A imagem grotesca do ditador Nicolás Maduro, do rígido burocrata cubano Miguel Díaz-Canel, do delirante Daniel Ortega ou dos irrelevantes presidentes de Honduras e da Bolívia não são meros acidentes históricos. Eles são as faces visíveis de um fenômeno profundamente corrosivo: as receitas ideológicas dos grupos populistas da América Latina, que resultaram não apenas na supressão das liberdades fundamentais e no desmantelamento das instituições democráticas, mas também na devastação econômica.

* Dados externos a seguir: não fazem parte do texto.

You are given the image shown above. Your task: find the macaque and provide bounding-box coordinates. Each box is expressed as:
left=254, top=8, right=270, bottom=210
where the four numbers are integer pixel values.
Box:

Esses líderes não apenas perpetuaram o autoritarismo sob o pretexto de um discurso redentor, mas também arrastaram seus países a níveis de degradação que eclipsam qualquer promessa de justiça social com a qual eles seduziram as massas. As consequências de seus governos não se limitam a crises econômicas sem precedentes; seu legado é, acima de tudo, a miséria ética que eles transformaram em norma, abrindo as estruturas desses Estados à corrupção e ao crime organizado.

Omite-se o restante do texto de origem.